Looks like this is the week to re-hash old arguments. Nati Shalom: Memory is the New Disk for the Enterprise. He even tries to run some numbers, but they didn’t look very convincing to me so I decided to run my own. Here are some data points.

  • 8GB of DDR2-800 ECC RAM costs $249 or a bit over $30/GB.
  • A 147GB 15K RPM SAS drive costs $179 or around $1.20/GB.
  • A fairly generic 1U Xeon-based server with 2GB costs $1435.

Nati was using Cisco UCS systems. Somehow I doubt that either the systems themselves or the memory that goes in them are cheaper than generic stuff at NewEgg, so the above figures should be considered lower bounds for those prices. He also claims that a 4TB data set fits into 4 UCS chassis, which doesn’t seem right considering that the data sheet for the UCS C250 M1 “extended memory” server only claims 384GB. Now, 384GB in 1U is a beautiful thing, but it’s not 1TB. It also costs a lot more than Nati claims. In reality, you’ll need a dozen systems just for capacity. Since most of the data you’re accessing is going to be remote, you’re probably going to need more to get enough bandwidth to all that data. Yes, even with 10GbE. Even with QDR IB, which is 3x as fast for the same price. I’ll be generous, though, and stick with a dozen. In fact, I’m going to ignore NICs and switches and cables altogether. Let’s look at what you really need to satisfy Nati’s 4TB use case.

  • RAM-based: $1435 * 12 servers + $249 * 500 * 8GB RAM = $142K
  • “Lean” disk-based: $1435 * 12 servers + $179 * 28 * 147GB disk = $22K
  • “Beefy” disk-based: $1435 * 12 servers + $249 * extra 8GB RAM + 56 * 147GB disk = $30K

The difference between the “lean” and “beefy” configurations is based on two observations. First is that disk data can be cached in memory. Gasp! It might seem obvious to most of us, but somehow the RAM-cloud advocates always seem to “forget” that in their comparisons.
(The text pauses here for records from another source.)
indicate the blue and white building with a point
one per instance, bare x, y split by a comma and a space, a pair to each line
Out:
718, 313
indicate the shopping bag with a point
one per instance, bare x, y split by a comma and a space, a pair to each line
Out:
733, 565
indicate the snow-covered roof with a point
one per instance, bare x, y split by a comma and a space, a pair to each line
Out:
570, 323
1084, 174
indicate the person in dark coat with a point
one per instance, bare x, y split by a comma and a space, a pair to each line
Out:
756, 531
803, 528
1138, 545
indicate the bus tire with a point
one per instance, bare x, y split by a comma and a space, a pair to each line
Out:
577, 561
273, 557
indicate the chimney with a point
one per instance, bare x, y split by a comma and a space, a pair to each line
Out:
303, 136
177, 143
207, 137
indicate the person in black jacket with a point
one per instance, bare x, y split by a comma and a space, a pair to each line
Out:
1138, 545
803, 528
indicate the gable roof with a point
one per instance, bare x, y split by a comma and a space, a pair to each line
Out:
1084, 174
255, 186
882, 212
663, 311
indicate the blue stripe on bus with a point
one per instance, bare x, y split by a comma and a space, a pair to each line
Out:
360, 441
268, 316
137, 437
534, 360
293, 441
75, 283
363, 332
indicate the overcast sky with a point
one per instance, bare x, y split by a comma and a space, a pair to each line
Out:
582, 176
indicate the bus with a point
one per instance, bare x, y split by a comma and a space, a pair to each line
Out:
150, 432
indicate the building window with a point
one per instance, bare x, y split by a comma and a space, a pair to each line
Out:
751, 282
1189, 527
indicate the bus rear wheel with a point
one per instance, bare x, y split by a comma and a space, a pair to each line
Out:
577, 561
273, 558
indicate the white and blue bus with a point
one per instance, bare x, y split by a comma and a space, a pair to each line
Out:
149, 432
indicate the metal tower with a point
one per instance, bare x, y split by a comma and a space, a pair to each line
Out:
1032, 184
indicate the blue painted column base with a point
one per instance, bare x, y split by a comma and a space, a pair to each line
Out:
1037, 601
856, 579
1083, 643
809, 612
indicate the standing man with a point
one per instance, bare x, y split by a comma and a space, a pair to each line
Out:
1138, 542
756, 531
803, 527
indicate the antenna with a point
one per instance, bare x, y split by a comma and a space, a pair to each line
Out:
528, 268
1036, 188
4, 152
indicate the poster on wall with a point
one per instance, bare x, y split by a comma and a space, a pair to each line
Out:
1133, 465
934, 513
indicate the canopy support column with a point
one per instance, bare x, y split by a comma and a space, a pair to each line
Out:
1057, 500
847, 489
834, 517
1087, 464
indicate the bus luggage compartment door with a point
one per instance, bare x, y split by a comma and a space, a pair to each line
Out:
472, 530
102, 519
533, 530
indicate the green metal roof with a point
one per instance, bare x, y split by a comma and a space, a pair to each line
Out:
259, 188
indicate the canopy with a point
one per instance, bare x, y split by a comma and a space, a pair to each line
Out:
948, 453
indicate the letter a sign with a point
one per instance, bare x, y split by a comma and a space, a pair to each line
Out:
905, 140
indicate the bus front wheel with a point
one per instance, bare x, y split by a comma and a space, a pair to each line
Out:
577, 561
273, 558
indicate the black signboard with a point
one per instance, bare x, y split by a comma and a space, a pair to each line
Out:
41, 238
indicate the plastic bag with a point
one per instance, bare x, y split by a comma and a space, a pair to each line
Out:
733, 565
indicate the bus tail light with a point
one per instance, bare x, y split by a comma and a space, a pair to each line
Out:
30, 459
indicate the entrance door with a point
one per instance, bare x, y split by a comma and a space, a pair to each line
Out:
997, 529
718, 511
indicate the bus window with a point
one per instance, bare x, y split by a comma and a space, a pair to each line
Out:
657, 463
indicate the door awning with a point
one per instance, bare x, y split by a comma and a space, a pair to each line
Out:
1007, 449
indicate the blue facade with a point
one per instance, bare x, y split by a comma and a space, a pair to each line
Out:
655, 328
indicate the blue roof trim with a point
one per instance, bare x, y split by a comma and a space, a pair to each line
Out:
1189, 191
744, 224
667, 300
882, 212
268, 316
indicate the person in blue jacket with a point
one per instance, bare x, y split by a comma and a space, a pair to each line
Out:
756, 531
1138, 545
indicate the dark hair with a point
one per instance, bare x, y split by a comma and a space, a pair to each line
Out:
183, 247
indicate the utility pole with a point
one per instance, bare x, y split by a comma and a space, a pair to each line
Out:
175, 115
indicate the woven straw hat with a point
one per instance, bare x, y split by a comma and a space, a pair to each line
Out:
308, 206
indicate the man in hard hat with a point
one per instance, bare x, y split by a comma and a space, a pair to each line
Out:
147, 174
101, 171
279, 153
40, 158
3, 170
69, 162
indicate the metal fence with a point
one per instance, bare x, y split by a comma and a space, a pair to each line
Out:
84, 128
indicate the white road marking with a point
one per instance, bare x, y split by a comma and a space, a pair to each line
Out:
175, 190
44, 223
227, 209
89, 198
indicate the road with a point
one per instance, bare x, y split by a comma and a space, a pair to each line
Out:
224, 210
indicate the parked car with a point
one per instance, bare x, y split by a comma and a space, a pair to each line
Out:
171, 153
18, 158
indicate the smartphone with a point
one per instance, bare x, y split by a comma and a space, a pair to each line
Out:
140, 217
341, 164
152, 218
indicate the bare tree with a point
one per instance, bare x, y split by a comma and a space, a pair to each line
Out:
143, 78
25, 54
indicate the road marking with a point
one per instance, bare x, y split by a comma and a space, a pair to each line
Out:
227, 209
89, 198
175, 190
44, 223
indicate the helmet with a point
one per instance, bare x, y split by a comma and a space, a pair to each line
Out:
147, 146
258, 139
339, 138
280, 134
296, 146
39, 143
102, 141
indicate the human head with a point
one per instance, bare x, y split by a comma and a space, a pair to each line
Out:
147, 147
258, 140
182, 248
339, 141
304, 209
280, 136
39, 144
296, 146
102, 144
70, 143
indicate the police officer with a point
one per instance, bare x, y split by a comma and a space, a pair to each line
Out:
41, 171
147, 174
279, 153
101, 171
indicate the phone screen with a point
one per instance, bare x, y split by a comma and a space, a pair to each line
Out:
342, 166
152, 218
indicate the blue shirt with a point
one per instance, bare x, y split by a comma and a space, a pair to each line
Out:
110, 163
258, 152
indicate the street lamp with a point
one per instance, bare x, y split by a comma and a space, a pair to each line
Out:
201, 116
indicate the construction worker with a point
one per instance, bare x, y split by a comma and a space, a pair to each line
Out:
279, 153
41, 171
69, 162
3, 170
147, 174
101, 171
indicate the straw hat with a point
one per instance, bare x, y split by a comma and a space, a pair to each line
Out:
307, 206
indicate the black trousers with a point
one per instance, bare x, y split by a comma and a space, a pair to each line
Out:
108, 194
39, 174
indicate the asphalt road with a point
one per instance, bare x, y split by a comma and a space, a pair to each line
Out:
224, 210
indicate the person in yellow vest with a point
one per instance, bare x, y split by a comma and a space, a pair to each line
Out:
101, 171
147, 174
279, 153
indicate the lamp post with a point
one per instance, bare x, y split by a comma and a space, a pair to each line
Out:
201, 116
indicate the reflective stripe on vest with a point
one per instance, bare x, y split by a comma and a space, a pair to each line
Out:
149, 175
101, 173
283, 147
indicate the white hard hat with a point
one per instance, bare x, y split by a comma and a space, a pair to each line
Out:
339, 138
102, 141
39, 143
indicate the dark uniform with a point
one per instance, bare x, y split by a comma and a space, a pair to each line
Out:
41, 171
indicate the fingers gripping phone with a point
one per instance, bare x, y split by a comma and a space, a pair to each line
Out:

In fact, a RAM-based system that can spill to disk isn’t all that different than a disk-based system that can cache in RAM, and most of the differences are negative. The second observation is that more spindles offer better transfer rates and (more importantly) more ops/second, and are often deployed even when capacity goals have already been met. Still not fast enough for your workload? Spend a few grand on another rank of disks. Repeat as necessary, for trivial cost compared to the all-RAM approach.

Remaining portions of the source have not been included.